Edit

Introduction

What is StarRocks

  • StarRocks is a high-performance, MySQL-compatible, distributed relational columnar database. It has been tested and modernized by the industry for multiple data analysis scenarios.

  • StarRocks takes advantage of the relational Online Analytical Processing (OLAP) database and distributed storage system. Through architectural upgrades and functional optimization, StarRocks has developed into an enterprise-level product.

  • StarRocks is committed to accommodating multiple data analysis scenarios for enterprise users. It supports multiple data warehouse schemas(flat tables, pre-aggregations, star or snowflake schema), multiple data import methods (batch and streaming) and allows direct access to data from Hive, MySQL and Elasticsearch without importing.

  • StarRocks is compatible with the MySQL protocol. Users can use the MySQL client and common Business Intelligence (BI) tools to connect to StarRocks for data analysis.

  • StarRocks uses a distributed architecture to divide the table horizontally and store it in multiple replications. The clusters are highly scalable and therefore support 1) 10PB-level data analysis, 2) Massively Parallel Processing (MPP), and 3) data replication and elastic fault tolerance.

  • Leveraging a relational model, strong data typing, and a columnar storage engine, StarRocks reduces read-write amplification through encoding and compression techniques. Using vectorized query execution, it fully unleashes the power of parallel computing on multicore CPUs, therefore significantly improves query performance.

Main features

The architectural design of StarRocks integrates the MPP database and the design ideas of distributed systems, and has the following advantages:

Simple architecture

StarRocks does not rely on any external systems. The simple architecture makes it easy to deploy, maintain and scale out.

Native vectorized SQL engine

StarRocks adopts vectorization technology to make full use of the parallel computing power of CPU, achieving sub-second query returns in multidimensional analyses. Administrators only need to focus on the StarRocks system itself, without having to learn and manage other external systems.

Query optimization

StarRocks can optimize complex queries through CBO (Cost Based Optimizer). With a better execution plan, the data analysis efficiency will be greatly improved.

Query federation

StarRocks allows direct access to data from Hive, MySQL and Elasticsearch without importing.

Efficiently update

The updated model of StarRocks can perform upsert/delete operations according to the primary key, and achieve efficient query while concurrent updates.
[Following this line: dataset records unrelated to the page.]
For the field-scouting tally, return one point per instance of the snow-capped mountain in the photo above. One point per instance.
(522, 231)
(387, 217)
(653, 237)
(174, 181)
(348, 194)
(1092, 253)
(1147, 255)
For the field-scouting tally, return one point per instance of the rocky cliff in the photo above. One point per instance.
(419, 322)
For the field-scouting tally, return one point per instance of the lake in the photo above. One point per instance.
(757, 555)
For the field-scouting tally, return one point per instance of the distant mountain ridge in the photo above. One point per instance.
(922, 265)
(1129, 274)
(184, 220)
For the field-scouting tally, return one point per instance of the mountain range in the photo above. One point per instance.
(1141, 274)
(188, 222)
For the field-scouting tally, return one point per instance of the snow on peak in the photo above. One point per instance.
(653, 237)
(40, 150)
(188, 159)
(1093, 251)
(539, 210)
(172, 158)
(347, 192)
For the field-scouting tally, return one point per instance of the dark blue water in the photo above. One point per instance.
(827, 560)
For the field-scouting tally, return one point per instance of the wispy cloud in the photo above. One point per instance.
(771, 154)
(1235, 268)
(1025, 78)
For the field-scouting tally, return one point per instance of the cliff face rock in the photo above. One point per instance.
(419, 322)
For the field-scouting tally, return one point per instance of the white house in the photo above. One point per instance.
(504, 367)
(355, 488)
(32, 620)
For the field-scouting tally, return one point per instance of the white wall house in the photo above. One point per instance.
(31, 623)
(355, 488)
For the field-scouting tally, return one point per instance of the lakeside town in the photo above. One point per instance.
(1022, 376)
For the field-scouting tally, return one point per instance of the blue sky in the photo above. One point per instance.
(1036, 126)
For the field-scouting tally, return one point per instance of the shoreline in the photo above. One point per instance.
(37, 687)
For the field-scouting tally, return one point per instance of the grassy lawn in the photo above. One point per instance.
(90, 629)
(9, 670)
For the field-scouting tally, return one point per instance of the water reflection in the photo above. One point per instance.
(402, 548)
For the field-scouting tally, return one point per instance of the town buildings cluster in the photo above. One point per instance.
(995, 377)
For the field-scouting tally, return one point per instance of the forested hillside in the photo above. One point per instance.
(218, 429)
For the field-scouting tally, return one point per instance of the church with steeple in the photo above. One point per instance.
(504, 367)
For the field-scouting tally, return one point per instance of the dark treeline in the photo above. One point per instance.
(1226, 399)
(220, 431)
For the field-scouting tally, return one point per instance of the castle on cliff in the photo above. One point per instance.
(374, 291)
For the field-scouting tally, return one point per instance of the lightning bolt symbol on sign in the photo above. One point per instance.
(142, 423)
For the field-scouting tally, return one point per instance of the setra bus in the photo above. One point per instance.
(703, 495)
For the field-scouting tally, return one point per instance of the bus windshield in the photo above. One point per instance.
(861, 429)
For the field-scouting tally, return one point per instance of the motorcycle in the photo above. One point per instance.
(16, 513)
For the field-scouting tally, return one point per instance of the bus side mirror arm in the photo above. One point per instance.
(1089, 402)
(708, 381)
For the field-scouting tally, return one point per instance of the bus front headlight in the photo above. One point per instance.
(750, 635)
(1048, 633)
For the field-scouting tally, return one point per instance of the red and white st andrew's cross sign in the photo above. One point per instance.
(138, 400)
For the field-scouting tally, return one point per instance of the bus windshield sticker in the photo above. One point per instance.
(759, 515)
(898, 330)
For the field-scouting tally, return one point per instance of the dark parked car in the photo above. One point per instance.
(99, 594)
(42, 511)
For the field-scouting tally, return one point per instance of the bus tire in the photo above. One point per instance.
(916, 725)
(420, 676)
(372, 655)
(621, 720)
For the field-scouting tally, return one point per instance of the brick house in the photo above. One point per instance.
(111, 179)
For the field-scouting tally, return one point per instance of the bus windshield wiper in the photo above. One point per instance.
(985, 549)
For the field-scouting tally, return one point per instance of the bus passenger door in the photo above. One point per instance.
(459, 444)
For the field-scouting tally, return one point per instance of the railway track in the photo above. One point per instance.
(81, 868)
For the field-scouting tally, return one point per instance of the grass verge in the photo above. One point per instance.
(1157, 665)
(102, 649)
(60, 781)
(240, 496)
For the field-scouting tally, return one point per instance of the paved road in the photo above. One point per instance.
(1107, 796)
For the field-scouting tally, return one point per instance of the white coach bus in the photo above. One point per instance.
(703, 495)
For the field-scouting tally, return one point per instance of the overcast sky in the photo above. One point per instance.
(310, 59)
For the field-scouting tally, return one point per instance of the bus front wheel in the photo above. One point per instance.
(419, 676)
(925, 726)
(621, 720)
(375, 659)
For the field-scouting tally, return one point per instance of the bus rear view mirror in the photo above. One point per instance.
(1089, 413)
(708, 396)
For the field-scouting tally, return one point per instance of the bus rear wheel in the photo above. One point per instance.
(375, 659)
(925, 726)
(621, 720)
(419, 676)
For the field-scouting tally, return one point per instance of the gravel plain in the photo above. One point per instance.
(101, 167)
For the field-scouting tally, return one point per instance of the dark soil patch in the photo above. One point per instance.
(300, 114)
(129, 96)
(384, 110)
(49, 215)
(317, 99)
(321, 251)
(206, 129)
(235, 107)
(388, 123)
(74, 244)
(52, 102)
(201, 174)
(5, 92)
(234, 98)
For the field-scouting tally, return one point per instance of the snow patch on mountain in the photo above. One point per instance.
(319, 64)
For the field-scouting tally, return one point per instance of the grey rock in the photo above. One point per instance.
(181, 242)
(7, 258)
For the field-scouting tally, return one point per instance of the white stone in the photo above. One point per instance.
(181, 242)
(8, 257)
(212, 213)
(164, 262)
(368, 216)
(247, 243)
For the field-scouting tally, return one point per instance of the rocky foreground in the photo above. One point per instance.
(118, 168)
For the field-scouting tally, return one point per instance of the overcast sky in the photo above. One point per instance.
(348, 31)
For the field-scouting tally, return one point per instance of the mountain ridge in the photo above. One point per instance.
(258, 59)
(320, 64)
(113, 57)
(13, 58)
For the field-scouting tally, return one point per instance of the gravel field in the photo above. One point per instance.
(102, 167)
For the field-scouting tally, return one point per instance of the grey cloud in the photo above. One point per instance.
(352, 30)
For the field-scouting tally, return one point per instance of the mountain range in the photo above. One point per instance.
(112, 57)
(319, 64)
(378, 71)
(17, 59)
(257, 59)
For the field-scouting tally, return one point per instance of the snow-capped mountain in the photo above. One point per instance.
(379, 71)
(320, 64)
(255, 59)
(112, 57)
Intelligent materialized view

StarRocks supports intelligent materialized views. Users can create materialized views and generate pre-aggregated tables to speed up aggregate queries. StarRocks' materialized view automatically runs the aggregation when data is imported, keeping it consistent with the original table. When querying, users do not need to specify a materialized view, StarRocks can automatically select the best-materialized view to satisfy the query.

Standard SQL

StarRocks supports standard SQL syntax, including aggregation, JOIN, sorting, window functions, and custom functions. Users can perform data analysis with standard SQL. In addition, StarRocks is compatible with MySQL protocol. Users can use various existing client tools and BI software to access StarRocks and perform data analysis with a simple drag-and-drop in StarRocks.

Unified batch and streaming

StarRocks supports batch and streaming data import. It supports Kafka, HDFS, and local files as data sources, and ORC, Parquet, and CSV data formats. StarRocks can consume real-time Kafka data in data importing to avoid data loss or duplication. StarRocks can also import data in batches from local or remote (HDFS) data sources.

High availability, high scalability

StarRocks supports multi-replica data storage and multi-instance data deployment. The cluster has the ability of self-healing and elastic recovery.

StarRocks adopts a distributed architecture which allows its storage capacity and computing power to be scaled horizontally. StarRocks clusters can be expanded to hundreds of nodes to support up to 10PB data storage.

Use Case

StarRocks can meet a variety of analysis needs, including OLAP analysis, customized reports, real-time data analysis, ad hoc data analysis, etc. Specific business scenarios include:

  • OLAP analysis
  • Real time data analysis
  • High concurrency query
  • Unified analysis